User namespaces and optionally limited capabilities severely limit the usefulness of both of these exploits. K8s containers with user namespaces or rootless podman prevent host-root and only allow elevating to container root (host uid != 0) and cross container cache pollution (jump to other containers that use the same base image?)
Copyfail would punch through user namespaces to get root straight on the host. User namespaces only really protect you against vulnerabilities in non kernel applications.
Limited capibilities/seccomp policies did help, though. In my admittedly limited testing, some of the vulnerabilities wouldn’t work in podman, but they would work in docker. This wasn’t due to user namespaces, but this was due to podman having stricter capibilities/seccomp policies than docker by default.
This implies that even if you were using docker rootless, they still would have been able to break out and get root in one go.
User namespaces don’t add that much security, in my opinion. Assuming your container has a non root user inside, adding user namespaces just changes the amount of cve’s/zerodays from 2 to maybe 3:
With a rootful container it’s:
Escalate to root (can be done after or before container escape)
Escape container (can be done after or before escalation to root)
With user namespaces it becomes:
Maybe escalate to root within the container first to get privileges or access to binaries needed to take advantage of a container escape exploit
Escape container
Escalate to root
User namespaces are like every other Linux security solution, they are extremely complex, hard to configure, and they don’t actually add that much security for the trouble The article I linked above has a section about them:
Another example of these features is user namespaces. User namespaces allow unprivileged users to interact with lots of kernel code that is normally reserved for the root user. It adds a massive amount of networking, mount, etc. functionality as new attack surface. It has also been the cause of numerous privilege escalation vulnerabilities, which is why many distributions, such as Debian, had started to restrict access to this functionality by default
Their complexity makes them difficult to secure and execute properly, and adds a ton of attack surface to the kernel.

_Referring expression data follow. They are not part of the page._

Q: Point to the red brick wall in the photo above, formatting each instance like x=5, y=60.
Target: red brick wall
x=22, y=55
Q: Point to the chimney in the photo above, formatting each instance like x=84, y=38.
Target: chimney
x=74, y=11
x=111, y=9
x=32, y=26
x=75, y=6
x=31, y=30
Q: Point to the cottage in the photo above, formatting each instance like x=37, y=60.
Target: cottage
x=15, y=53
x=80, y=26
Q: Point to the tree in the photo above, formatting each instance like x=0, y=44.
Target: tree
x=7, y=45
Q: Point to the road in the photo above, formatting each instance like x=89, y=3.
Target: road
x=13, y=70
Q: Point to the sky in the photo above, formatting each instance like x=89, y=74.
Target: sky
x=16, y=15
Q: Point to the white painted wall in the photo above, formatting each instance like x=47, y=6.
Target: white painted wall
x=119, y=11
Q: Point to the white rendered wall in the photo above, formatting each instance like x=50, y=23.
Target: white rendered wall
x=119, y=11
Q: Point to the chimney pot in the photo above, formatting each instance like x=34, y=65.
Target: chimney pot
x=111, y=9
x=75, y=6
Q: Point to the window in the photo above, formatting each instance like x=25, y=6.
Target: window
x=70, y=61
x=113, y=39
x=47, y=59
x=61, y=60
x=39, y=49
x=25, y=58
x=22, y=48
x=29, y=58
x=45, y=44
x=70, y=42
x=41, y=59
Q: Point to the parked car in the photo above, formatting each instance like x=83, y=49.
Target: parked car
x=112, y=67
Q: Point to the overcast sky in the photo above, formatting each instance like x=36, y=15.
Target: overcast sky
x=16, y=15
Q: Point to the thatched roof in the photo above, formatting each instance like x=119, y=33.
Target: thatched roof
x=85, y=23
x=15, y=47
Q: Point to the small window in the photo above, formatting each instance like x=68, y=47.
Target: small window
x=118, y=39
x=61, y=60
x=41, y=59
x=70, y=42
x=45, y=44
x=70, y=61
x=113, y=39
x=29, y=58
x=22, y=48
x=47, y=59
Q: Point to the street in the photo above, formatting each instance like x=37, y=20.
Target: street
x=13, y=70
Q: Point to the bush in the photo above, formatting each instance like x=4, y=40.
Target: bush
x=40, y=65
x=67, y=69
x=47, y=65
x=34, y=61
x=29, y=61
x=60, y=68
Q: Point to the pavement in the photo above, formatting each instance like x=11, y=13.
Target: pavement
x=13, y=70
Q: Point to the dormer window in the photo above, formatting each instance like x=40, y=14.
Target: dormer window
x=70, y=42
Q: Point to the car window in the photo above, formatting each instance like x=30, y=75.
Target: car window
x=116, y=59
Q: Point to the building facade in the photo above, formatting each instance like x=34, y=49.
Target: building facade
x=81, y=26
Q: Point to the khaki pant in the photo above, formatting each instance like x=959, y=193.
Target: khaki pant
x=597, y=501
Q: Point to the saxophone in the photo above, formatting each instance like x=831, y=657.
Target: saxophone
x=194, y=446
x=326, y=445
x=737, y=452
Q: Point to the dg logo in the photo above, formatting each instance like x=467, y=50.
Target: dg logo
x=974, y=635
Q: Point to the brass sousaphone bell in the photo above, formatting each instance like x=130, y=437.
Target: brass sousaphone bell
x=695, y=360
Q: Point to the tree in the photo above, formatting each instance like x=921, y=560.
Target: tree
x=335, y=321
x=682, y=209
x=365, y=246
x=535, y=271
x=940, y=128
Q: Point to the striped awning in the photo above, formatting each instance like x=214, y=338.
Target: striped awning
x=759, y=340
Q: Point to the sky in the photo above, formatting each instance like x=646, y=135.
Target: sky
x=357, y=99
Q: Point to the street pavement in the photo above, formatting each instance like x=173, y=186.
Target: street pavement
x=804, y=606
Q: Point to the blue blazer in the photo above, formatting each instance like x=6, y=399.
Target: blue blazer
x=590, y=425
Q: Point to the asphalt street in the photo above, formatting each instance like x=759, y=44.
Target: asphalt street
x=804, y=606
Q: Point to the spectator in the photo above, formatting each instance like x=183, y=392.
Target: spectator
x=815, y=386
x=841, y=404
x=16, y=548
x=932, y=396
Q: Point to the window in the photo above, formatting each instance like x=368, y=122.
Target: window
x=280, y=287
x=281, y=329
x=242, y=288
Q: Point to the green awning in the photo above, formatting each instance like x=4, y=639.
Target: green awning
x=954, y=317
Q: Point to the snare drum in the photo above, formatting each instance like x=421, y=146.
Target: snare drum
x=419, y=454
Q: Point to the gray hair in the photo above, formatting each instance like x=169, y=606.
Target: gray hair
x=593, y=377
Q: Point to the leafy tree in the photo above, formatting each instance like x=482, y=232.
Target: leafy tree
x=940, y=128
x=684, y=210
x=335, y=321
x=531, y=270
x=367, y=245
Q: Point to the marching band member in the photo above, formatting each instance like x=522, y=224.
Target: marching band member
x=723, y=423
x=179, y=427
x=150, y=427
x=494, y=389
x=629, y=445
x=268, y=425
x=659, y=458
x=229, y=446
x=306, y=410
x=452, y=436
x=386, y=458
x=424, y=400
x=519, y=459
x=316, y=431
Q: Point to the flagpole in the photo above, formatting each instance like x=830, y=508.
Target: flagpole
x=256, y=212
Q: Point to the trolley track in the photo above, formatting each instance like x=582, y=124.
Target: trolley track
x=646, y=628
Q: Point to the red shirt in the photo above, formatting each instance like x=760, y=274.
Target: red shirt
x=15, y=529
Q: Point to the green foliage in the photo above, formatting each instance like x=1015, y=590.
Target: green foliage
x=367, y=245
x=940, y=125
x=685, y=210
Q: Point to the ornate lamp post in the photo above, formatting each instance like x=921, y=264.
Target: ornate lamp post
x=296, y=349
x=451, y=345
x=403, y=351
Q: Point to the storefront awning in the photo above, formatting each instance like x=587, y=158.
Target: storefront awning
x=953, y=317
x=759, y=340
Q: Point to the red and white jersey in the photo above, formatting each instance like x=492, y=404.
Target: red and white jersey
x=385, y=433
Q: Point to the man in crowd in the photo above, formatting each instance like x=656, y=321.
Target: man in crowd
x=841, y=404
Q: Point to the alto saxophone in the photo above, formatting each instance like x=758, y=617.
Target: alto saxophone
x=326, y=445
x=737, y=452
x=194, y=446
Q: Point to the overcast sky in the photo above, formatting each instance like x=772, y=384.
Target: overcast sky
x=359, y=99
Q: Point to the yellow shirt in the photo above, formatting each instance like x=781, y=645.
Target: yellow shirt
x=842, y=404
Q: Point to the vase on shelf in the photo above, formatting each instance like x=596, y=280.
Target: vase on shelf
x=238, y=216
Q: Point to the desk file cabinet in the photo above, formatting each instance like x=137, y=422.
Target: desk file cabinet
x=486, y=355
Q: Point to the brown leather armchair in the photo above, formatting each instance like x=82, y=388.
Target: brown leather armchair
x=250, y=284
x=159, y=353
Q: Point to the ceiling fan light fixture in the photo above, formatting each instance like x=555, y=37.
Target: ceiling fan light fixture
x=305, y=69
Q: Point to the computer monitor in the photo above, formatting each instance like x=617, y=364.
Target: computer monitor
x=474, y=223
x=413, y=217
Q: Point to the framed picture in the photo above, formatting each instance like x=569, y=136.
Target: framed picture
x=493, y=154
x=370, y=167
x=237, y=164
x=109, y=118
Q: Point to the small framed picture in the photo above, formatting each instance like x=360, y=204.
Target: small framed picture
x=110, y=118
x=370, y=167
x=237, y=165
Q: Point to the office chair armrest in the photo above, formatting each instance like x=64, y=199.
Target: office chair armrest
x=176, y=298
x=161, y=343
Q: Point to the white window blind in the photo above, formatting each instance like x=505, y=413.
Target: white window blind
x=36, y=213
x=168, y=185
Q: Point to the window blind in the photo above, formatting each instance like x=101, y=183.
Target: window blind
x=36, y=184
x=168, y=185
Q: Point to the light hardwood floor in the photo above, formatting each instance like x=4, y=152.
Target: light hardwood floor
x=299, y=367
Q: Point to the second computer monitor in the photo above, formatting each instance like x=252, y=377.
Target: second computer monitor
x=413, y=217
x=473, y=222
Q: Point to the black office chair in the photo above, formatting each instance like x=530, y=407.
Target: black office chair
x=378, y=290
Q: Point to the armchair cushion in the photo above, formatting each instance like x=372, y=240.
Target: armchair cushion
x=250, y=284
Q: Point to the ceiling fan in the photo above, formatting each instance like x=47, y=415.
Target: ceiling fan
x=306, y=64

I mostly use docker and rootfull podman for everything. You already need a CVE/zeroday to do a container break out in the first place, so just keep your runtimes up to date and you should be good. If you really care about being proactive with security, and trying to preemptively prevent issues, user namespaces are not really a good solution, better is just to use a VM container runtime like kata or microvm, or a userspace kernel like gvisor or syd. They are pretty easy to use. You can just set them as your container runtime, in docker, podman, or kubes, and things will mostly just work. Those (and other kernel isolation solutions) would have actually beaten dirtyfrag, copyfail, and the like of recent vulns.
Small correction:
User namespaces and optionally limited capabilities severely limit the usefulness of both of these exploits. K8s containers with user namespaces or rootless podman prevent host-root and only allow elevating to container root (host uid != 0) and cross container cache pollution (jump to other containers that use the same base image?)
Kind of.
Copyfail would punch through user namespaces to get root straight on the host. User namespaces only really protect you against vulnerabilities in non kernel applications.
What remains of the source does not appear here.